Freitag, 13. Oktober 2017

Moros y Cristianos - Mauren und Christen

Geschichte als Grund zum Feiern

Alteas Altstadt gruppiert sich um die mächtige Kirche herum, deren halbrundes, mit blauer Keramik gedecktes Dach weithin in der Sonne leuchtet. Sie thront ganz oben auf einem Hügel, der den Mittelpunkt 'unserer' Bucht bildet. Neben der Kirche ist die Atrappe einer Burg aufgebaut, dreigeschossig, mit Turm und Zinnen bewehrt.

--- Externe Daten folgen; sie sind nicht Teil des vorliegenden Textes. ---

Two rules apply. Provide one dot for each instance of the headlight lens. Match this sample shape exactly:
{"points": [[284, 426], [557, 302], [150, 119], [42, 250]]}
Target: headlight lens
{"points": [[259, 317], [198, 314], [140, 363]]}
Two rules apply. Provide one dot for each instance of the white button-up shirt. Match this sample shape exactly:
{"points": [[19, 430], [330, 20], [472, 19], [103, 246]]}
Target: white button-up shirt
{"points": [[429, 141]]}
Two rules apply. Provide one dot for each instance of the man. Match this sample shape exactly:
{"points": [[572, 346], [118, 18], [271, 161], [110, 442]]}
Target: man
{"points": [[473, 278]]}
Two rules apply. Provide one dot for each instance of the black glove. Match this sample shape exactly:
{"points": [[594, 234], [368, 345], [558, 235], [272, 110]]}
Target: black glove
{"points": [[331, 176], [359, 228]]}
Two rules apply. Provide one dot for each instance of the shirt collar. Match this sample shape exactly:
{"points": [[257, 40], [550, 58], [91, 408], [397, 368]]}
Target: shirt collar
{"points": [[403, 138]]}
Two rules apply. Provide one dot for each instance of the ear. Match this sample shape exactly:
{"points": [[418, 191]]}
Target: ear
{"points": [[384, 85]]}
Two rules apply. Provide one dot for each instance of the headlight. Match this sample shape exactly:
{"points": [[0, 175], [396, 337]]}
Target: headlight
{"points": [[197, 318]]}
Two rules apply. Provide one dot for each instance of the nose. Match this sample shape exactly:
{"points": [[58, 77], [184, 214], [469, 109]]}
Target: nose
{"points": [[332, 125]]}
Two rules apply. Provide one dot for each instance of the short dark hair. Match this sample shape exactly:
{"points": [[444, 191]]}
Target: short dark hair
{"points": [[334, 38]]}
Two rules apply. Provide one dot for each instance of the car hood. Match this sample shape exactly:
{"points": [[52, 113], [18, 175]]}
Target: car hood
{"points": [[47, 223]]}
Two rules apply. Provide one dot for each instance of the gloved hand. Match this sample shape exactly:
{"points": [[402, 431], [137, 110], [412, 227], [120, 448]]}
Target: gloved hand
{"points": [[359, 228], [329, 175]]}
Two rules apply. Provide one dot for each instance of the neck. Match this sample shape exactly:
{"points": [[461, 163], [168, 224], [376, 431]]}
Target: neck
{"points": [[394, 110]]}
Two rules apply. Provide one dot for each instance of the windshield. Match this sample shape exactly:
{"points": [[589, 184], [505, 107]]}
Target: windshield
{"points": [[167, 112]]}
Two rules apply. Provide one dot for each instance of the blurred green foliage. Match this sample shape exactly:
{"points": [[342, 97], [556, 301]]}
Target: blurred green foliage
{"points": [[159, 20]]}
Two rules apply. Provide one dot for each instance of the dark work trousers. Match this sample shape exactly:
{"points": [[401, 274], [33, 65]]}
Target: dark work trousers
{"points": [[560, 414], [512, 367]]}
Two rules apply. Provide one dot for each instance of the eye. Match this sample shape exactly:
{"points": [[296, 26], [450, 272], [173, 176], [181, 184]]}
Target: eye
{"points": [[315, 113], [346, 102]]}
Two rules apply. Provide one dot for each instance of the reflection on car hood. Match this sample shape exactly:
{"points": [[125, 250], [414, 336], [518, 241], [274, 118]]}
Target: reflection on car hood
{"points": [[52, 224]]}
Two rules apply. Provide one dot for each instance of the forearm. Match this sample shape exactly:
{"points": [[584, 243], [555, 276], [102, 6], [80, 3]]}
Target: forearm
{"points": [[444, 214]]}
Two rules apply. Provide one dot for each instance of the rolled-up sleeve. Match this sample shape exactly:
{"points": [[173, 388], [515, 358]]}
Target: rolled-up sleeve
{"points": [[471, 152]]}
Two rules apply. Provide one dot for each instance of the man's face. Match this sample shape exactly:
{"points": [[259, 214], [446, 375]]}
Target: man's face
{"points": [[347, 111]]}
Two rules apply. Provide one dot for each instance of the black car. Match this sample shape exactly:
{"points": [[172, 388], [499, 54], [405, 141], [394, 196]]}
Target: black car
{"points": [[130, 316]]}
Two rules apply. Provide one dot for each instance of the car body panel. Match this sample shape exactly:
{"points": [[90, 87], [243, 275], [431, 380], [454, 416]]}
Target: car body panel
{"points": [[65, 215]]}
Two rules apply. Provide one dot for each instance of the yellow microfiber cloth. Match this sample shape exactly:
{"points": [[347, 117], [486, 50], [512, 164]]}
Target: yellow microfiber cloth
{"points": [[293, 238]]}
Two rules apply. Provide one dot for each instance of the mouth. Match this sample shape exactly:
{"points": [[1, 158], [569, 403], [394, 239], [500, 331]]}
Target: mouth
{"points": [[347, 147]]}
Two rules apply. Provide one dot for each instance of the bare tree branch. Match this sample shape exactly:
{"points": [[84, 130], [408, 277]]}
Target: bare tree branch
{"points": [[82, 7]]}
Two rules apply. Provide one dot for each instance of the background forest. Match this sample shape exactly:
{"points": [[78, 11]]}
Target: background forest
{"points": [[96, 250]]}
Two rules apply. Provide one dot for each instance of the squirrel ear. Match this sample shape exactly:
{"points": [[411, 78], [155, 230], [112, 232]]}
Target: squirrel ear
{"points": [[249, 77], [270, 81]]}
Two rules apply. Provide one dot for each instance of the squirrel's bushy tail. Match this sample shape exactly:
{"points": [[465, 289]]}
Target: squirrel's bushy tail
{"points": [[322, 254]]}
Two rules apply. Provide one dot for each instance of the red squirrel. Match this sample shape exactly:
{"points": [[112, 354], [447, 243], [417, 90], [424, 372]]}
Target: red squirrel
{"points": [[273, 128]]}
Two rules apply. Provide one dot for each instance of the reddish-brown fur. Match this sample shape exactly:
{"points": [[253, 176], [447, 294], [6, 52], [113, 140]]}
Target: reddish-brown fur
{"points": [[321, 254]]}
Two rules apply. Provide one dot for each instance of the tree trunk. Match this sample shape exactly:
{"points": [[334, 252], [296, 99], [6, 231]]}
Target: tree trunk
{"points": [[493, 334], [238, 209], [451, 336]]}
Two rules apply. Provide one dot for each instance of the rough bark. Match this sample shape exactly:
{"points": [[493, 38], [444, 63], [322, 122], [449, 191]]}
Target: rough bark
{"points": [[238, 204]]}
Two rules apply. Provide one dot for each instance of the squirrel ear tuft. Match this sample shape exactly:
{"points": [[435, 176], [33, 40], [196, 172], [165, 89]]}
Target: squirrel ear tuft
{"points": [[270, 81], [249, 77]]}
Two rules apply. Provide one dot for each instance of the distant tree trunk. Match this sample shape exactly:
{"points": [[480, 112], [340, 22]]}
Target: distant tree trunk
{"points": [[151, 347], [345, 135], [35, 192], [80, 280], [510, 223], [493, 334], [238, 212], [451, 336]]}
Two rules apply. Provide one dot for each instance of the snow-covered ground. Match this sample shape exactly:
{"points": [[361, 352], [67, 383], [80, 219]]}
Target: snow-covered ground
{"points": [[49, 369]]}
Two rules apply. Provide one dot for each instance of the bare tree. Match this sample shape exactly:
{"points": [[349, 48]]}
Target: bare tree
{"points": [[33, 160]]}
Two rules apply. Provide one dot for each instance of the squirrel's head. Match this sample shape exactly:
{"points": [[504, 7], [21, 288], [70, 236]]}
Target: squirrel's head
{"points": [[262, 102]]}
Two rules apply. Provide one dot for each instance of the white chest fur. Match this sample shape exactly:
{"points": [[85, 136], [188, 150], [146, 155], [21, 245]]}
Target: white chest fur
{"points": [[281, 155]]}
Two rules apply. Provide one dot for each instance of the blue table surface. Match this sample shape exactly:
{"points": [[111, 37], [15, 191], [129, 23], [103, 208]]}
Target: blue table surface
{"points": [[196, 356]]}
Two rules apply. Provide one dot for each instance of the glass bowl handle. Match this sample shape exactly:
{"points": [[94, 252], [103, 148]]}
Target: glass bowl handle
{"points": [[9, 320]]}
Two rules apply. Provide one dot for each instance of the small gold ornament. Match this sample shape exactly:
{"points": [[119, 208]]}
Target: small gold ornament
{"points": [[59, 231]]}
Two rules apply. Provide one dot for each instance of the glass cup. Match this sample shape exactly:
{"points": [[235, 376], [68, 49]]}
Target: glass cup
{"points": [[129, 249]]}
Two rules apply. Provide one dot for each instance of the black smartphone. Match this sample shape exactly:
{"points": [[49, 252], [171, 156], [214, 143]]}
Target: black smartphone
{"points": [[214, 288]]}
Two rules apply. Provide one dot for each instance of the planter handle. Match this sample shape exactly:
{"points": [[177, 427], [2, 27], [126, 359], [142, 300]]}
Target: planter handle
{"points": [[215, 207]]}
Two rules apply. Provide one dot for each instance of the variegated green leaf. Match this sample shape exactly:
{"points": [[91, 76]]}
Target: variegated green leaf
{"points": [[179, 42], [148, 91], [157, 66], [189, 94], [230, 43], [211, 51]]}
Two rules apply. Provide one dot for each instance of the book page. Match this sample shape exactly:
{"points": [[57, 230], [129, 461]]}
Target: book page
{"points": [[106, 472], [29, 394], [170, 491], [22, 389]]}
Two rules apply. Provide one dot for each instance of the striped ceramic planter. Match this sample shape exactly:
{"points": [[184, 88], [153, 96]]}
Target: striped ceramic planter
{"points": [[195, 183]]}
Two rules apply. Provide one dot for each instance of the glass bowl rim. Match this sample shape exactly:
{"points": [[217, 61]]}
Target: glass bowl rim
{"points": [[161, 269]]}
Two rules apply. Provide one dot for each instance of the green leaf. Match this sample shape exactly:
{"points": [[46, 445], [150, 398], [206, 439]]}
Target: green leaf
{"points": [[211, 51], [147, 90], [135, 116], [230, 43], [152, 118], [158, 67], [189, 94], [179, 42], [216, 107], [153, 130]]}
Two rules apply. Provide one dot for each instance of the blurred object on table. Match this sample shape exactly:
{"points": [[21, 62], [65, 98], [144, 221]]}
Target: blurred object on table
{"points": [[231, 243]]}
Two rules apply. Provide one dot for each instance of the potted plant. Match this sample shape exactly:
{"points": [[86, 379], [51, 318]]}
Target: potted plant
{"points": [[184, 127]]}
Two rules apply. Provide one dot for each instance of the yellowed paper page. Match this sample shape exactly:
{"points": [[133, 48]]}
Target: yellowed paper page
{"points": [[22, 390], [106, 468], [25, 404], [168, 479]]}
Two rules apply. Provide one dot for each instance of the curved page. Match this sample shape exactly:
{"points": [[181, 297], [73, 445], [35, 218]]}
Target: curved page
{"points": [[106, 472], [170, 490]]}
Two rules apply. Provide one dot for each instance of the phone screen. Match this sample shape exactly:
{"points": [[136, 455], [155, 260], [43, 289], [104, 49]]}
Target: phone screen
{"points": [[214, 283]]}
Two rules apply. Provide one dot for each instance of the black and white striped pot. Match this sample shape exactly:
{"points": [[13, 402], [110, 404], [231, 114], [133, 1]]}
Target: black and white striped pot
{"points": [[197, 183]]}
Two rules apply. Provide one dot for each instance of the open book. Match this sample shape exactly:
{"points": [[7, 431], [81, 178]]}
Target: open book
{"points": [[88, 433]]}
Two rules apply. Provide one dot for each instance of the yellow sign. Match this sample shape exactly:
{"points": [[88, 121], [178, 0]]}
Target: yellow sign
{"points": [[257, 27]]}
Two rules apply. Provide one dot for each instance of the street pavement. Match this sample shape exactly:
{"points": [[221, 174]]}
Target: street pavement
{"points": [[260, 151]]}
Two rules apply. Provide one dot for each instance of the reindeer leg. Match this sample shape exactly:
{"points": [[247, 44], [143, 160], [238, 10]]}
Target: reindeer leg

Oben auf den Wehrgängen sieht man die christlichen Herrscher der Burg, die sich hinter ihren hohen Mauern in Sicherheit wiegen.



Auf dem Platz davor schreitet eine einzelne stolze Maurin umher, deren Haltung ihre fürstliche Abstammung erkennen lässt. Sie will die Christen zur Übergabe der Stadt bewegen und kündigt furchtbare Kämpfe an, als die Christen nicht auf ihre Forderungen eingehen.






Das ist der Auftakt zu den Feierlichkeiten, die jedes Jahr im Herbst die Stadt in Aufruhr versetzen. In weiten Teilen Spaniens, vor allem aber in den Provinzen Valencia und Alicante, wozu wir gehören, wird dem Aufeinandertreffen der beiden Kulturen mit großem Aufwand und Getöse gedacht. Dabei hat jede Gemeinde ihre eigenen Traditionen entwickelt, die zum Teil seit Jahrhunderten als festes Ritual zu den Feiern gehören.
Anfang des achten Jahrhunderts fielen die Mauren, zumeist Berberstämme aus Nordafrika, die von Arabern islamisiert wurden, in Spanien ein, besiegten die Westgoten und begründeten Kalifate. Kunst und Architektur erlebten in dieser Zeit eine Blüte, in der Christen, Juden und Muslime über lange Zeit friedlich zusammenlebten. Stück für Stück eroberten sich die Christen durch die so genannte Reconquista das spanische Festland zurück, doch es dauerte bis 1492, also dem genau dem Ende des Mittelalters, bis der letzte muslimische Fürst in einer Schlacht besiegt wurde.
Altea feiert zwei Wochen lang. Die Stadt ist  geschmückt und wie bei uns die Schützenvereine, so gibt es hier die Cofradias, Gruppen, die ihre eigenen Kostüme, Wimpel, ihren Versammlungsort irgendwo in der Stadt und - ganz wichtig - ihre eigene Musikkapelle aus Bläsern und Trommlern haben. Einige der Gruppen repräsentieren die Christen, andere sind Mauren, die Gewänder sind in jedem Fall fantasievoll und aufwändig.

Jeden Tag entwickelt sich die Geschichte etwas weiter, wobei es als Außenstehender nicht einfach ist, immer zu verstehen, was gerade passiert. Zu Beginn erobern die Mauren die Stadt. Die Gewehre mit den Platzpatronen, mit denen in die Luft geschossen wird, machen einen ohrenbetäubenden Lärm, der kilometerweit zu hören ist und aus der Nähe nur mit guten Ohrstöpseln zu ertragen ist.



Die Aktivitäten an den darauffolgenden Tagen ähneln sich. Es gibt Umzüge, Musikdarbietungen, gemeinsames Essen, symbolische Kämpfe und auf jeden Fall immer einen Grund zum Feiern und zum Fröhlichsein. Am Ende haben die Christen die Stadt zurück erobert, doch die Mauren bekommen im nächsten Jahr eine neue Chance, ihr Glück zu versuchen.


Beeindruckt hat uns die Intensität und Begeisterung, mit der gerade viele junge Leute
an den Feiern mitwirken. Da gelingt eine Identifikation mit dem Heimatort und der eigenen Geschichte, auf die wir als Deutsche nur staunend und verwundert blicken können.